のろまさ、弱さ、枯れること、死ぬことにも価値を

要素対立二元論では
世界を、「A」とAでないもの「非A」に分けます。「A」と「非A」 はお互いに相容れないものとします。「A」は更に、「Aα」と「A非α」に分けられていきます。
 
肉体と精神、男と女、本能と学習、環境と生体、意識と無意識、科学と宗教、野性と理性、表と裏、汝と我、
 
分けるだけでなく、どちらか一方にだけ価値を置き始めたりします。
「生き延びることは、勝者であり、価値があり、死ぬことは敗者である」というふうに。
 
「生き延びる」ことのみを勝者とし、価値があるとするなら
やがて必ず死ぬ人間の最期は、敗者と捉える事になります。
かくして、「死」を隠蔽し始めたりします。
 
「A」と「非A」に分けることは、生き延びていくには必要で便利で、有用なことだったと思います。

でも、世界を「A」と「非A」に分けるのは、人間の側が仮に分けたのであって、世界がそのようにわかれているかどうかは分かりません。
 
日本人は、お水とお湯にわけますが、熱くても冷たくても、英語では「water」です。水だけでなく、川、湖、海などの水のあるところ、涙や尿など液状のものも「water」で著わします。
 
ましてや、分けるだけでなく、どちらか一方にだけ価値があることにしたのも、人間の側です。

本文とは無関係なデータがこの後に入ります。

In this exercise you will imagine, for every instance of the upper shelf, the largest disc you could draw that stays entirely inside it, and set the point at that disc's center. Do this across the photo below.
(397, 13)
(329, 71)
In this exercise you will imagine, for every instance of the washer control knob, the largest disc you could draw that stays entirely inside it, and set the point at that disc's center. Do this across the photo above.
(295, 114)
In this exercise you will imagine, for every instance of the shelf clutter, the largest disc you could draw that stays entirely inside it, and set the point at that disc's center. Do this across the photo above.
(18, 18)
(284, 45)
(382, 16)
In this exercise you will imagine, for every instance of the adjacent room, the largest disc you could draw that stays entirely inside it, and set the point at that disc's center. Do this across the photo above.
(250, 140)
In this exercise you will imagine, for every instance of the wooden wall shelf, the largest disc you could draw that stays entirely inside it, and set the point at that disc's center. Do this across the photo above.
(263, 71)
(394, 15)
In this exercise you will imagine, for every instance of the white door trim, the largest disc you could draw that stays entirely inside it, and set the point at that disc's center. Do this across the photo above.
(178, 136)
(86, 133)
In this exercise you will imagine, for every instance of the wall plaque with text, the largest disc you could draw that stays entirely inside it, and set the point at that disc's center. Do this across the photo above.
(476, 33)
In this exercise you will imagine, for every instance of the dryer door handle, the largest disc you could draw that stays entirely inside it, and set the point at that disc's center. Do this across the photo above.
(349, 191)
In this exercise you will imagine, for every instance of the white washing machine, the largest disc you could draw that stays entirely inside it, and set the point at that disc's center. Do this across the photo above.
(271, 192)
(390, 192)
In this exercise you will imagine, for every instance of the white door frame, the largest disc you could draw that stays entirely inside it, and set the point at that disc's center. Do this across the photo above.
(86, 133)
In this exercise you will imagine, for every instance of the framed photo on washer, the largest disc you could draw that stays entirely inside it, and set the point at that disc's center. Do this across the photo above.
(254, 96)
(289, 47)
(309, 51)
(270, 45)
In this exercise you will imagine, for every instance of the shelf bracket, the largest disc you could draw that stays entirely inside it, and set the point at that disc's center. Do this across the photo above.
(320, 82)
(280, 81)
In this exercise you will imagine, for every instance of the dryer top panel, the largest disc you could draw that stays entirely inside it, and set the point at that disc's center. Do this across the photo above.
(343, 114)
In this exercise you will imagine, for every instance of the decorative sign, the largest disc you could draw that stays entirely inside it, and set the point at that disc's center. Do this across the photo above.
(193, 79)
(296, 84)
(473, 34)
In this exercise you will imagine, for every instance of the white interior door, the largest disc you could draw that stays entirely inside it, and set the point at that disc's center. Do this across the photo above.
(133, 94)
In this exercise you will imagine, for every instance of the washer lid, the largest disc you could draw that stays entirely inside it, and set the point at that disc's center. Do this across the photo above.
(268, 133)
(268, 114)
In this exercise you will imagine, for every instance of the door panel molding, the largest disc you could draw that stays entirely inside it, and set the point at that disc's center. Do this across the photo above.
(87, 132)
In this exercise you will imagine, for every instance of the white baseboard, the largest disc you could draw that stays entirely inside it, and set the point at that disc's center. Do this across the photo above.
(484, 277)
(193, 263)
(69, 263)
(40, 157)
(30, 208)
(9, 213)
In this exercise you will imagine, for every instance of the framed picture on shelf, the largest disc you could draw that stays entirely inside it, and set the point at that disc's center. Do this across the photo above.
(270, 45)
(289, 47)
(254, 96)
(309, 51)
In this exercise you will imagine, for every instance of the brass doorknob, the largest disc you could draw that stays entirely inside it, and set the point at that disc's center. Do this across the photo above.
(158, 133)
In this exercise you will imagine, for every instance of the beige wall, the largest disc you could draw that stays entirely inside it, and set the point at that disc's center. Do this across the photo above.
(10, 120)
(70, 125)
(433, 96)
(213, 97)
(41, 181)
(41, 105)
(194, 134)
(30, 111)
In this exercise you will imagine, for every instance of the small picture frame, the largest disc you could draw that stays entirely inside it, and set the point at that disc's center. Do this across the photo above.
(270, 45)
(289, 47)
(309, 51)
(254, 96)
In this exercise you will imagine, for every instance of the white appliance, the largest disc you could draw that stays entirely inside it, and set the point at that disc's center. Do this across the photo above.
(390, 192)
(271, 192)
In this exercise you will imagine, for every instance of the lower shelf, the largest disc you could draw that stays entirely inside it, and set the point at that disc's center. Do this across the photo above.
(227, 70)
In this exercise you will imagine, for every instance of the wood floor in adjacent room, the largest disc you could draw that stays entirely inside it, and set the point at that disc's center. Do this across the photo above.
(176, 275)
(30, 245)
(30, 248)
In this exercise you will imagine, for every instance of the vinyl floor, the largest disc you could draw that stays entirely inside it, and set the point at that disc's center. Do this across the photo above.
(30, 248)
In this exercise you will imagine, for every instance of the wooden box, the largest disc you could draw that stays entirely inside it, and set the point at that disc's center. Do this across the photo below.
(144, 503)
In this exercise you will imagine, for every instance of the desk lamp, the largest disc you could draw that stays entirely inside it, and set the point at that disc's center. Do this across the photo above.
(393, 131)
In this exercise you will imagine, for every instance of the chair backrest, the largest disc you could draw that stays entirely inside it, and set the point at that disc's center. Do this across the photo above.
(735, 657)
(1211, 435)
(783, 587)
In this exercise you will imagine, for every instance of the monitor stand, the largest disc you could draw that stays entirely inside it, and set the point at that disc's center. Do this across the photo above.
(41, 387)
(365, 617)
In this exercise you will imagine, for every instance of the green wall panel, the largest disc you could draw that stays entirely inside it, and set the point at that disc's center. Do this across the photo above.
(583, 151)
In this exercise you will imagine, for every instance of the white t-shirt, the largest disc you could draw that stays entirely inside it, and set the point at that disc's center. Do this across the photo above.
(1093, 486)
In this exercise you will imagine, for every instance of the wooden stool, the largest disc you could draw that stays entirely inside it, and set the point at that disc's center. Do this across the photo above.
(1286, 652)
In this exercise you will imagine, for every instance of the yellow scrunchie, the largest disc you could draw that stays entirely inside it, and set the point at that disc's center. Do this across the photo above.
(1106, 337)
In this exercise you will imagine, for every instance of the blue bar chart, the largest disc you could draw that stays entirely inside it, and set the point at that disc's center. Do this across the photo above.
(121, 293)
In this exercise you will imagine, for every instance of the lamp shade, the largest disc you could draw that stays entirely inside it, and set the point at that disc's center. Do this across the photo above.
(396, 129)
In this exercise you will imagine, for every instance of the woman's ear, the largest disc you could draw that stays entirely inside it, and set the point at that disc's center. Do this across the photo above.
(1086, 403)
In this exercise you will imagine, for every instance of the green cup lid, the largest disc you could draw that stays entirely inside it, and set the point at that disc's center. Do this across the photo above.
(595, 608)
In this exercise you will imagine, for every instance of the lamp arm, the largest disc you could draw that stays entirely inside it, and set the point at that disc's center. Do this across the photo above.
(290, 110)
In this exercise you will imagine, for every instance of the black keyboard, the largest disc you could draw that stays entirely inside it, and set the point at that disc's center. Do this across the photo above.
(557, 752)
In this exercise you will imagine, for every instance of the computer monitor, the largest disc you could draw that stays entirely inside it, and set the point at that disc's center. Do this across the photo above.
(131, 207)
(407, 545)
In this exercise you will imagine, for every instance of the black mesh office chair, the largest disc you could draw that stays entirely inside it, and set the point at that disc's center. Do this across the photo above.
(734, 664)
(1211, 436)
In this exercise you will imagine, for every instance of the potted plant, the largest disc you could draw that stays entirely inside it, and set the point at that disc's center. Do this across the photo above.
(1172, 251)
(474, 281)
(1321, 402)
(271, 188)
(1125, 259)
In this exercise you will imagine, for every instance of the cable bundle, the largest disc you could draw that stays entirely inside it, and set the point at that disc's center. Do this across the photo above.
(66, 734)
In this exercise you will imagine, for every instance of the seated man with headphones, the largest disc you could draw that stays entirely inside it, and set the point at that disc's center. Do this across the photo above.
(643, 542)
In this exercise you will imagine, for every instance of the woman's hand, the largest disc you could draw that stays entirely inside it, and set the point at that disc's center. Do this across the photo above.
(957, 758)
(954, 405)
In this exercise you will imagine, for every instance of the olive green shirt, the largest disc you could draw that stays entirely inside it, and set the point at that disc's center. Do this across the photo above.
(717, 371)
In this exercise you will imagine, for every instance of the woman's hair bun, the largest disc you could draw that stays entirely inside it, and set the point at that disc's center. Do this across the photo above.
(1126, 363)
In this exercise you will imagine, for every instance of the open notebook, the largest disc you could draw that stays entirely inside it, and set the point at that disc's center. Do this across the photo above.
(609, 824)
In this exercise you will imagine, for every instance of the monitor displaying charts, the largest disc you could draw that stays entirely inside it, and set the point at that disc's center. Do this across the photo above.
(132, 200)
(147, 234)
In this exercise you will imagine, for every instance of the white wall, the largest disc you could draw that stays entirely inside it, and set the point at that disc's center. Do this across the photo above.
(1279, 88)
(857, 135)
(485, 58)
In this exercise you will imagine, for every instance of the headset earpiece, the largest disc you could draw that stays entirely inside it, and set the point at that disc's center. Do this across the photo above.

私達は、全体の中に組み込まれているので、一方の価値あるもの側だけを選ぶことはできません。
 
「生き延びること」に価値を与えるのであれば、「死ぬこと」にも価値を。
「豊かさ」に価値を与えるのであれば、「貧しさ」にも。
「若さ」に価値を与えるのであれば、「老いる」こと、「枯れること」にも。
「強さ」に価値を与えるのであれば、「弱さ」にも。
「スピード」に価値を与えるのであれば、「とどまる」ことや「のろまさ」にも。
「雄弁」に価値を与えるのであれば、「寡黙」や「沈黙」にも。